顶级答案之间的表现差异很大,Jesse & famaral42 已经讨论过这一点,但值得分享顶级答案之间的公平比较,并详细阐述 Jesse 答案的一个微妙但重要的细节:参数传递给功能,也会影响性能。
(Python 3.7.4, Pandas 1.0.3)
(Python 3.7.4,熊猫 1.0.3)
import pandas as pd
import locale
import timeit
def create_new_df_test():
df_test = pd.DataFrame([
{'dir': '/Users/uname1', 'size': 994933},
{'dir': '/Users/uname2', 'size': 109338711},
])
return df_test
def sizes_pass_series_return_series(series):
series['size_kb'] = locale.format_string("%.1f", series['size'] / 1024.0, grouping=True) + ' KB'
series['size_mb'] = locale.format_string("%.1f", series['size'] / 1024.0 ** 2, grouping=True) + ' MB'
series['size_gb'] = locale.format_string("%.1f", series['size'] / 1024.0 ** 3, grouping=True) + ' GB'
return series
def sizes_pass_series_return_tuple(series):
a = locale.format_string("%.1f", series['size'] / 1024.0, grouping=True) + ' KB'
b = locale.format_string("%.1f", series['size'] / 1024.0 ** 2, grouping=True) + ' MB'
c = locale.format_string("%.1f", series['size'] / 1024.0 ** 3, grouping=True) + ' GB'
return a, b, c
def sizes_pass_value_return_tuple(value):
a = locale.format_string("%.1f", value / 1024.0, grouping=True) + ' KB'
b = locale.format_string("%.1f", value / 1024.0 ** 2, grouping=True) + ' MB'
c = locale.format_string("%.1f", value / 1024.0 ** 3, grouping=True) + ' GB'
return a, b, c
Here are the results:
结果如下:
# 1 - Accepted (Nels11 Answer) - (pass series, return series):
9.82 ms ± 377 μs per loop (mean ± std. dev. of 7 runs, 100 loops each)

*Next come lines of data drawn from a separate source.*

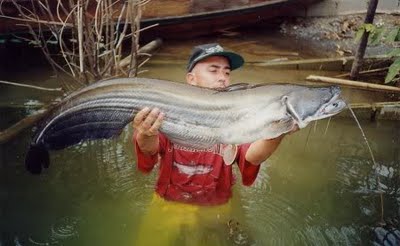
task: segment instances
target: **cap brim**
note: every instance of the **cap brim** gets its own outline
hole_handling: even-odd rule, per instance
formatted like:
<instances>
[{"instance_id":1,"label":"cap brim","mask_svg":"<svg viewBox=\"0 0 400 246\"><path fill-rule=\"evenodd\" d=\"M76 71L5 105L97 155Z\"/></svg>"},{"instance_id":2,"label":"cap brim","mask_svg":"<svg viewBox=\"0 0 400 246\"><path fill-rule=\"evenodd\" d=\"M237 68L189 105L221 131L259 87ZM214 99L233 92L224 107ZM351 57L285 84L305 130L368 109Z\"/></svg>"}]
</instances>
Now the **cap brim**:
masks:
<instances>
[{"instance_id":1,"label":"cap brim","mask_svg":"<svg viewBox=\"0 0 400 246\"><path fill-rule=\"evenodd\" d=\"M195 66L196 63L198 63L199 61L204 60L205 58L210 57L210 56L223 56L223 57L226 57L229 60L229 65L230 65L231 70L235 70L237 68L240 68L244 64L244 59L243 59L243 57L241 55L236 54L234 52L221 51L221 52L214 52L214 53L211 53L211 54L206 54L206 55L197 57L197 59L195 59L192 62L193 65L189 68L189 71L191 69L193 69L193 67Z\"/></svg>"}]
</instances>

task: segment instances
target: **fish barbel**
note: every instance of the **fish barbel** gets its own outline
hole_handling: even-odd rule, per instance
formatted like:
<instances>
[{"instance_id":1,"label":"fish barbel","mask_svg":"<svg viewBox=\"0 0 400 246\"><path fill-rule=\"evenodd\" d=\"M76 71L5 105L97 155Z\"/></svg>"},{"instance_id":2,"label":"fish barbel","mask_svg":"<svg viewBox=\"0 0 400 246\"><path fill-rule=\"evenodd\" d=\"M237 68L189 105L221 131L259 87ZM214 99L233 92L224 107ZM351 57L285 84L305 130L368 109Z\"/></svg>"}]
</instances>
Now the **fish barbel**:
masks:
<instances>
[{"instance_id":1,"label":"fish barbel","mask_svg":"<svg viewBox=\"0 0 400 246\"><path fill-rule=\"evenodd\" d=\"M304 128L346 106L340 88L234 84L222 90L125 78L94 83L67 96L37 128L25 165L40 173L49 150L118 136L145 107L165 114L160 131L173 143L204 149L243 144Z\"/></svg>"}]
</instances>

# 2 - Pandafied (jaumebonet Answer) - (pass series, return tuple):
2.34 ms ± 48.6 μs per loop (mean ± std. dev. of 7 runs, 100 loops each)
# 3 - Tuples (pass series, return tuple then zip):
1.36 ms ± 62.8 μs per loop (mean ± std. dev. of 7 runs, 1000 loops each)
# 4 - Tuples (Jesse Answer) - (pass value, return tuple then zip):
752 μs ± 18.5 μs per loop (mean ± std. dev. of 7 runs, 1000 loops each)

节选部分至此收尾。